Rio libera procedimentos ambulatoriais e cirurgias eletivas na rede municipal

Documento cita as medidas preventivas tomadas pela administração, a redução do número de internações e mortes por Covid-19 na cidade

Stéfano Salles, da CNN no Rio 
22 de fevereiro de 2021 às 09:56
Leito de UTI no Rio de Janeiro para tratamento de pacientes com Covid-19
Leito de UTI no Rio de Janeiro para tratamento de pacientes com Covid-19
Foto: Divulgação/Prefeitura do Rio

Os procedimentos ambulatoriais e as cirurgias eletivas já podem voltar a ser realizadas na rede municipal de saúde do Rio de Janeiro. A autorização saiu nesta segunda-feira, em uma resolução publicada pela Secretaria Municipal de Saúde no Diário Oficial do Município. Esse conjunto de ações estava suspenso desde 17 de dezembro. 
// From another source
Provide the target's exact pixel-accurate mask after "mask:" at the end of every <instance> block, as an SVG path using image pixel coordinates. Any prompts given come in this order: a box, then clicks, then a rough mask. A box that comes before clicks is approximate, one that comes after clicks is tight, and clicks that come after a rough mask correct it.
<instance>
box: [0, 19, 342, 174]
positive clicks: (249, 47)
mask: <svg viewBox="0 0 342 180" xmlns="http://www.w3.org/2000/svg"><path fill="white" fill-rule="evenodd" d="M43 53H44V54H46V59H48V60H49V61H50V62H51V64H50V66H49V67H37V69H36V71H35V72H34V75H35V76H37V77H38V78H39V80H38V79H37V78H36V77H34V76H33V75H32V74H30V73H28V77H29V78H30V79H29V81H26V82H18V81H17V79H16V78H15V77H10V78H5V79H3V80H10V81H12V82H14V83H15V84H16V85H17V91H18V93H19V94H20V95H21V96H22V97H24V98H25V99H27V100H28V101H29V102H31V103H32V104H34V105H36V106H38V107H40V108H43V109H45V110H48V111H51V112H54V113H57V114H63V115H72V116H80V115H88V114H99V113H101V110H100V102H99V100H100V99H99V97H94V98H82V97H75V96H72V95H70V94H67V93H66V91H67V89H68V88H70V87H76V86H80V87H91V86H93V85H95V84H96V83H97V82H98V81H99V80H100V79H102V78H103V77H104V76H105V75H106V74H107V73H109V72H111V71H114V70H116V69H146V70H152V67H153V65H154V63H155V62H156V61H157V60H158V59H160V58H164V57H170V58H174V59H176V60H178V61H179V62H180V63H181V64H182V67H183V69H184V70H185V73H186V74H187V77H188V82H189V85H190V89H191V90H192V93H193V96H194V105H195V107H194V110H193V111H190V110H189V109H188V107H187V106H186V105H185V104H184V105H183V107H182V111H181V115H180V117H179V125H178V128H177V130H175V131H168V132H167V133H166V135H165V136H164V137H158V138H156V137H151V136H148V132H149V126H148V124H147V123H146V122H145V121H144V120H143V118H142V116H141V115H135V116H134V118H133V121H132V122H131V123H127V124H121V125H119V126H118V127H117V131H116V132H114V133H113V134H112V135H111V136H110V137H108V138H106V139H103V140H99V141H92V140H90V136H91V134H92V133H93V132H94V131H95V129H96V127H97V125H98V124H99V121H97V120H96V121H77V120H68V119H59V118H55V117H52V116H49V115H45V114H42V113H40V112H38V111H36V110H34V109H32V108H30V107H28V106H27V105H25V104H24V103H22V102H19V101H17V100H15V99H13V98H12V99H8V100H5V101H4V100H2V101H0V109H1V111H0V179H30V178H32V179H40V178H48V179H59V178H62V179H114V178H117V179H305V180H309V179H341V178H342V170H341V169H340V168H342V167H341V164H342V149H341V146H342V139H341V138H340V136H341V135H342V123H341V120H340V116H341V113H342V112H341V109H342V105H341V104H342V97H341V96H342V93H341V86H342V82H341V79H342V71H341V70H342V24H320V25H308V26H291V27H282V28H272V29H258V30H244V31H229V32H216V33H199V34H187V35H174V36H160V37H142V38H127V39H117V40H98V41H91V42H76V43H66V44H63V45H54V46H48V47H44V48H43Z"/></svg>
No documento, o secretário Daniel Soranz cita as medidas preventivas tomadas pela administração, a redução do número de internações e mortes por Covid-19 na cidade e o que chamou de "inexistência plausível de justificativa para o fechamento de ambulatórios e a interrupção de cirurgias eletivas, para o atendimento exclusivo a pacientes com Covid-19". 

 

Também estão entre as justificativas o aumento das filas para proecdimentos eletivos e o agravamento dos quadros daqueles pacientes que aguardam pela realização dos procedimentos e o vacinação de todos os profissionais de saúde acima de 60 anos que estão em exercício de suas funções na cidade. 

Na última sexta-feira, a mais recente edição do Boletim Epidemiológico do Comitê de Operações e Emergência (COE-Covid) apontou que a cidade tem seis Regiões Administrativas em risco alto, e 27 com risco moderado. O índice representou melhora da situação da cidade, uma vez que nas quatro semanas anteriores, todas as 33 áreas apresentavam risco alto.

 

De acordo com o Vacinômetro do município, 270.862 pessoas foram vacinadas com a primeira dose, o que equivale a 4,01% da população. No entanto, não há na cidade mais imunizantes para aplicação da primeira imunização. A cidade  já teve até o momento 205.280 casos confirmados do novo coronavírus, com 18.399 mortes.